In comparison, terrorist detainee Khalid Sheikh Mohammed’s interrogation sessions were quite unlike the type of imprisonment Port Authority officers experienced when trapped thirty-feet beneath the rubble of the World Trade Center for twenty-two hours. They were choked by dust and smoke and fire-balls tumbled into the hole that held their crushed bodies. Miraculously rescued from the fiery pile, one officer spent six-weeks in a medically induced coma, endured thirty surgeries and suffered extensive skin grafting to save his limbs.
Terrorists committed to Islam’s domination furthered their goal, on September 11th, by successfully torturing innocent victims who were dying of smoke inhalation, immolated or crushed under tons of cement. These sufferers endured so much pain that “…the skin on their bodies burnt off.” If given the choice of being forcibly questioned or being singed to the bone by a huge meteor-like fireball flashing out from a freight elevator shaft, 9-11 victims would prefer enhanced interrogation over terror, for sure.
Any suggestion that induced muscle fatigue is either immoral or inhumane renders America impotent as compared to an enemy who casually decapitates innocent people in an attempt to portray potency and commitment to higher ideals. The President’s policy suggests that even if benign forms of intimidation have proven effective in preventing nuclear or biological weapons from being detonated in American cities, its use still remains criminal.
The most divisive of all techniques white towel, water boarding or simulated drowning, was used by our CIA because it worked, “…after just 35 seconds under water” Zubaydah submitted information, which aided our nation in the world-wide war on terror and subverted plots here in the United States.
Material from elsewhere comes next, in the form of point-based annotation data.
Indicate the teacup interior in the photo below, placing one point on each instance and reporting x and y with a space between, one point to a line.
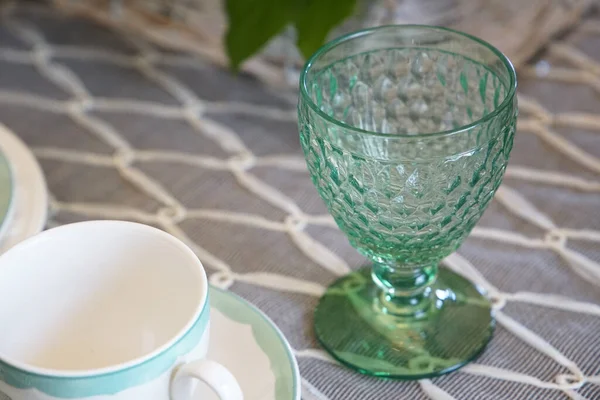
90 296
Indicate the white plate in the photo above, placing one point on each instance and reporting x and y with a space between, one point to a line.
29 204
247 342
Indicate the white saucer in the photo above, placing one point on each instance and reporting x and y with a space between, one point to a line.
29 203
247 342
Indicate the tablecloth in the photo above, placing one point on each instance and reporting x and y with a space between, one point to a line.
127 130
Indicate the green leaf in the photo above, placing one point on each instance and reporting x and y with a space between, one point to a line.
252 23
314 19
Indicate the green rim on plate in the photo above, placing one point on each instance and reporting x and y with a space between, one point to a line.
269 338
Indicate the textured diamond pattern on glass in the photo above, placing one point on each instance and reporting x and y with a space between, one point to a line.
406 145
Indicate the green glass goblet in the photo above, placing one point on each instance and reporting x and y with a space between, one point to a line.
406 131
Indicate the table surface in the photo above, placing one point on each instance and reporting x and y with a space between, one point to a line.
126 130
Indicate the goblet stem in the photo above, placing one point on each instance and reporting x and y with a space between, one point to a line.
405 292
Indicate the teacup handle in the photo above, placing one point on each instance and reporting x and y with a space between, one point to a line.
216 376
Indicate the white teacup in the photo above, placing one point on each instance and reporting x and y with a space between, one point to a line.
105 309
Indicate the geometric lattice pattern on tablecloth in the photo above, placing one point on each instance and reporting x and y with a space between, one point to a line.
126 130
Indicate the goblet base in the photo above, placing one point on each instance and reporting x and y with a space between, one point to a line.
451 329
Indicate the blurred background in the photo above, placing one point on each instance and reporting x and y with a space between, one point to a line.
267 31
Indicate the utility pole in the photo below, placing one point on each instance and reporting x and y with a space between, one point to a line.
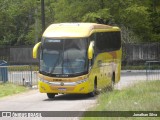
43 15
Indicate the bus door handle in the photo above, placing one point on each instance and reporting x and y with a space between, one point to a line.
99 63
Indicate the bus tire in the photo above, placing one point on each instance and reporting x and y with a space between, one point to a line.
51 95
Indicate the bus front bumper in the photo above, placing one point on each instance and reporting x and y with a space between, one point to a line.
79 87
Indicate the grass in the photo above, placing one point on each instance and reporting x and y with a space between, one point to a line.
144 96
7 89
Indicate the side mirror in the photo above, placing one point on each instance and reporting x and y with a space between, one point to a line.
90 50
35 50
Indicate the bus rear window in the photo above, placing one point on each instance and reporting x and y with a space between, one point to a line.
108 41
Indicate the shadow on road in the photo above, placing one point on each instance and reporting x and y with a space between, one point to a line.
70 97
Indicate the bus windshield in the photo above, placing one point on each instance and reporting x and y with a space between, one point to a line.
64 56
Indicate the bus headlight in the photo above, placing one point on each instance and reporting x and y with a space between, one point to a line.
81 81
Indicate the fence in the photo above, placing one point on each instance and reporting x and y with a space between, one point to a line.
19 74
139 53
17 55
153 70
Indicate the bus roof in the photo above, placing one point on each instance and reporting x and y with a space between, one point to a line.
75 30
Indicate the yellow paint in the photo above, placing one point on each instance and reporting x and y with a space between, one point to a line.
104 65
35 49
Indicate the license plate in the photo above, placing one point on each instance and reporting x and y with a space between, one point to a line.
62 89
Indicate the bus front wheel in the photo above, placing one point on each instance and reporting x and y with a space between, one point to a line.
51 95
95 91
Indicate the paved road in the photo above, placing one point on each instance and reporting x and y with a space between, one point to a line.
35 101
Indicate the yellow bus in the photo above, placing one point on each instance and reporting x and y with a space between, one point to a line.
78 58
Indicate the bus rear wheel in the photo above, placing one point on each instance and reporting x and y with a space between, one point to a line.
51 95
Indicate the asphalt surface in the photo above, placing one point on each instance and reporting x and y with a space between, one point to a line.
35 101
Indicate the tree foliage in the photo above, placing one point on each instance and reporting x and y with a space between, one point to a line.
20 20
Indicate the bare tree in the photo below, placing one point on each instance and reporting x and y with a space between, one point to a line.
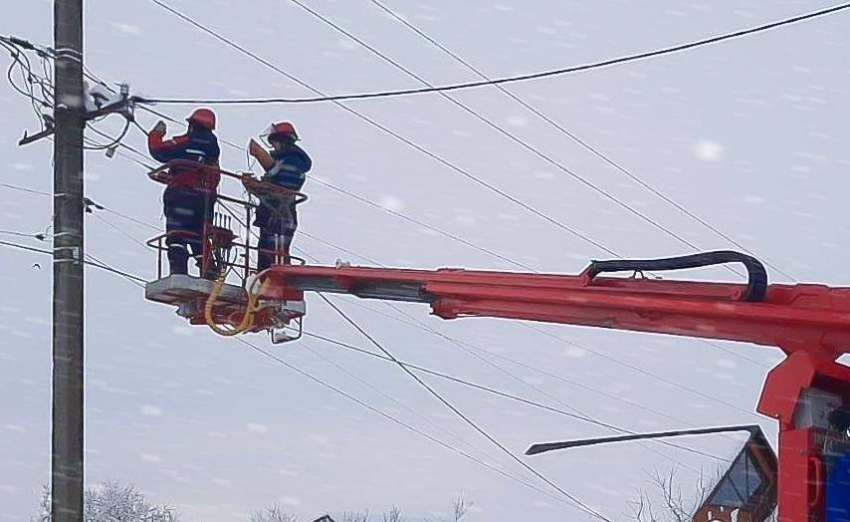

The divisive memos stated that exposure to enhanced questioning worked to convince high value detainees to cooperate. “KSM and Zubaydah were pivotal sources because of their ability and willingness to provide … analysis and speculation about the capabilities, methodologies and mindsets of terrorists,” very possibly their aid was the primary reason Americans have not been attacked since September 11th.
Khalid Sheikh Mohammed and Zubaydah reveled in Americans suffering. They praised Allah when desperate people chose to leap hundreds of floors to their deaths. The decision to declare war on Bush’s policies, and to publicly condemn effective coercion techniques, suggests to the world that al Qaeda warriors’ comfort levels take precedence over protecting American lives.
The President appears to be desperate for an opportunity to appease a befuddled sense of right and wrong. Rather than quelling the storm he is planning to extend the torture debate by releasing additional photos of non-sanctioned prisoner abuse in Iraq and Afghanistan. Obama’s torture policy makes him complicit in reaffirming antipathy toward America and jeopardizes eight years of successful national security.